Environment

class Environment(base_model: BaseModel[D], reward: Reward[D], discretization_steps: int, reward_scale: float = 1.0)[source]

Bases: ABC, Generic[D]

Abstract base class for all environments.

Parameters:
  • base_model (BaseModel[D]) – The base generative model used in the environment.

  • reward (Reward[D]) – The reward function used to compute the final reward.

  • discretization_steps (int) – The number of discretization steps to use when sampling trajectories.

  • reward_scale (float, default=1.0) – Scale of the reward (can be negative). This is used to control trade-off between high rewards and proximity to base model.

batch_sample(n: int, batch_size: int, pbar: bool = False, **kwargs: Any) Sample[D][source]

Sample n trajectories from the environment in batches.

Parameters:
  • n (int) – Number of trajectories to sample.

  • batch_size (int) – Batch size for sampling.

  • pbar (bool, default=False) – Whether to display progress bars or not.

  • **kwargs (dict) – Additional keyword arguments to pass to the base model at every timestep (e.g. text embedding or class label).

property control_policy: Policy[D] | None

Current control policy u(x, t) of the environment.

property device: device

Get the device of the base model.

diffusion(x: D, t: Tensor) D[source]

Compute the diffusion term of the environment’s dynamics.

Parameters:
  • x (D) – The current state.

  • t (torch.Tensor, shape (n,)) – The current time step in [0, 1].

Returns:

diffusion – The diffusion term at time t.

Return type:

D

abstract drift(x: D, t: Tensor, **kwargs: Any) tuple[D, Tensor][source]

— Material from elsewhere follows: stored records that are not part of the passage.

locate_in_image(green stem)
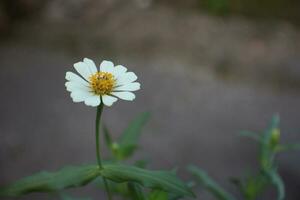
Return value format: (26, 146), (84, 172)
(96, 103), (112, 200)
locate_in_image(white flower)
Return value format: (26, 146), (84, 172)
(65, 58), (140, 107)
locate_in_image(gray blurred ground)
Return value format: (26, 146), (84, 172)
(0, 1), (300, 200)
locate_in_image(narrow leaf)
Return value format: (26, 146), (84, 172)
(127, 182), (145, 200)
(268, 170), (285, 200)
(0, 165), (100, 196)
(101, 164), (194, 197)
(147, 190), (168, 200)
(188, 166), (235, 200)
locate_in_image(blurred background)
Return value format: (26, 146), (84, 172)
(0, 0), (300, 200)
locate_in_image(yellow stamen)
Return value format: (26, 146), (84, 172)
(90, 72), (116, 95)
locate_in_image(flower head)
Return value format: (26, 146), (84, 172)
(65, 58), (140, 106)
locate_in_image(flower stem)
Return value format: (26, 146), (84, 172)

Compute the drift term of the environment’s dynamics.

Parameters:
  • x (D) – The current state.

  • t (torch.Tensor, shape (n,)) – The current time step in [0, 1].

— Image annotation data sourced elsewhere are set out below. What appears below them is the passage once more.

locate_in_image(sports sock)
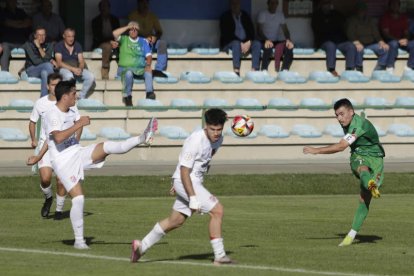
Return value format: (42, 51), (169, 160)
(210, 238), (226, 260)
(141, 222), (165, 253)
(40, 184), (52, 198)
(103, 135), (145, 154)
(56, 194), (66, 212)
(70, 195), (85, 242)
(352, 202), (369, 232)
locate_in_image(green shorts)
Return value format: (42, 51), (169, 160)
(350, 153), (384, 188)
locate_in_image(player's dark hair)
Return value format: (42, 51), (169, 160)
(47, 73), (63, 84)
(204, 108), (227, 126)
(334, 98), (354, 111)
(55, 79), (76, 101)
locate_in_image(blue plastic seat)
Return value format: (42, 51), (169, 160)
(214, 71), (243, 83)
(159, 126), (190, 140)
(246, 71), (276, 83)
(291, 124), (322, 138)
(99, 127), (131, 140)
(0, 127), (29, 142)
(259, 124), (289, 138)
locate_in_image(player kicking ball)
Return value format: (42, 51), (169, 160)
(28, 80), (158, 249)
(303, 99), (385, 246)
(131, 108), (236, 265)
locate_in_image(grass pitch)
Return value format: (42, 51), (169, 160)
(0, 174), (414, 275)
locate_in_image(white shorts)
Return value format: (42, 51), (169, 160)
(173, 178), (219, 217)
(52, 144), (105, 192)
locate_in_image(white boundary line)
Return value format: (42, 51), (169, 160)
(0, 247), (379, 276)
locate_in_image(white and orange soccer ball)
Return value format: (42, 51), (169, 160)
(231, 115), (254, 137)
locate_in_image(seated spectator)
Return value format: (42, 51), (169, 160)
(55, 28), (95, 99)
(220, 0), (260, 75)
(128, 0), (168, 77)
(380, 0), (414, 72)
(113, 21), (155, 106)
(92, 0), (119, 80)
(346, 1), (389, 72)
(0, 0), (32, 71)
(312, 0), (356, 77)
(23, 27), (56, 97)
(257, 0), (294, 72)
(32, 0), (65, 43)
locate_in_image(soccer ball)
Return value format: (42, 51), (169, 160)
(231, 115), (254, 137)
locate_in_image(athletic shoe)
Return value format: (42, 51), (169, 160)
(131, 240), (144, 263)
(213, 255), (234, 265)
(40, 196), (53, 218)
(368, 179), (381, 198)
(144, 117), (158, 146)
(73, 240), (90, 250)
(338, 235), (354, 246)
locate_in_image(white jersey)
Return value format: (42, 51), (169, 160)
(30, 95), (56, 145)
(173, 129), (223, 179)
(257, 10), (286, 41)
(43, 105), (80, 164)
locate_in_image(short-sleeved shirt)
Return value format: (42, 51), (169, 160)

  • **kwargs (dict) – Keyword arguments to the model.

Returns:

  • drift (D) – The drift term at state x and time t.

  • running_cost (torch.Tensor, shape (n,)) – Running cost \(L(x_t, t)\) of the policy for the given (state, timestep)-pair.

property is_control_policy_set: bool

Whether a custom policy has been set.

property is_policy_set: bool

Whether a custom policy has been set.

property policy: Policy[D]

Current policy (replacement of base model) of the environment.

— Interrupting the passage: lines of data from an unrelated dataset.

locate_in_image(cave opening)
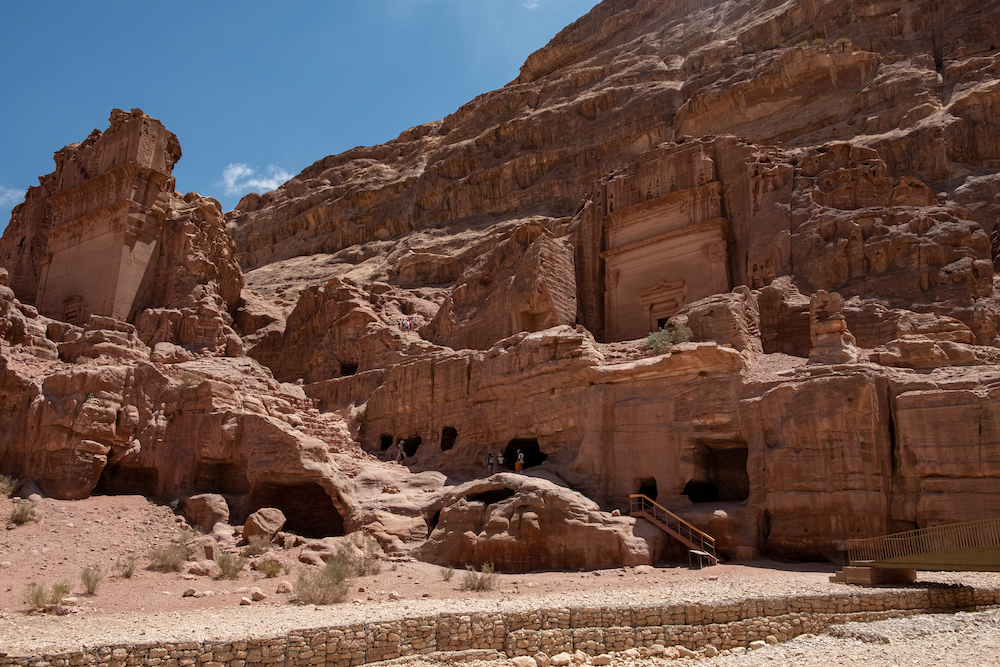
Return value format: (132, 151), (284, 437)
(250, 482), (344, 538)
(441, 426), (458, 452)
(682, 443), (750, 503)
(92, 465), (160, 496)
(194, 461), (250, 495)
(427, 510), (441, 535)
(403, 435), (424, 456)
(521, 310), (553, 333)
(681, 481), (719, 503)
(503, 438), (549, 470)
(465, 487), (516, 505)
(636, 477), (657, 500)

abstract pred_final(x: D, t: Tensor, **kwargs: Any) D[source]

Compute the final state prediction from the current state.

Parameters:
  • x (D) – The current state.

  • t (torch.Tensor, shape (n,)) – The current time step in [0, 1].

  • **kwargs (dict) – Keyword arguments to the model.

Returns:

final – The predicted final state from state x and time t.

Return type:

D

sample(n: int, pbar: bool = True, x0: D | None = None, **kwargs: Any) Sample[D][source]

Sample n trajectories from the environment.

Parameters:
  • n (int) – Number of trajectories to sample.

  • pbar (bool, default: True) – Whether to display a progress bar.

  • x0 (D, optional) – Initial states to start the trajectories from. If None, samples from \(p_0\).

  • **kwargs (dict) – Additional keyword arguments to pass to the base model at every timestep (e.g. text embedding or class label).

Returns:

A Sample object containing the sampled trajectories and associated data.

Return type:

Sample[D]

property scheduler: Scheduler[D]

Get the scheduler of the base model.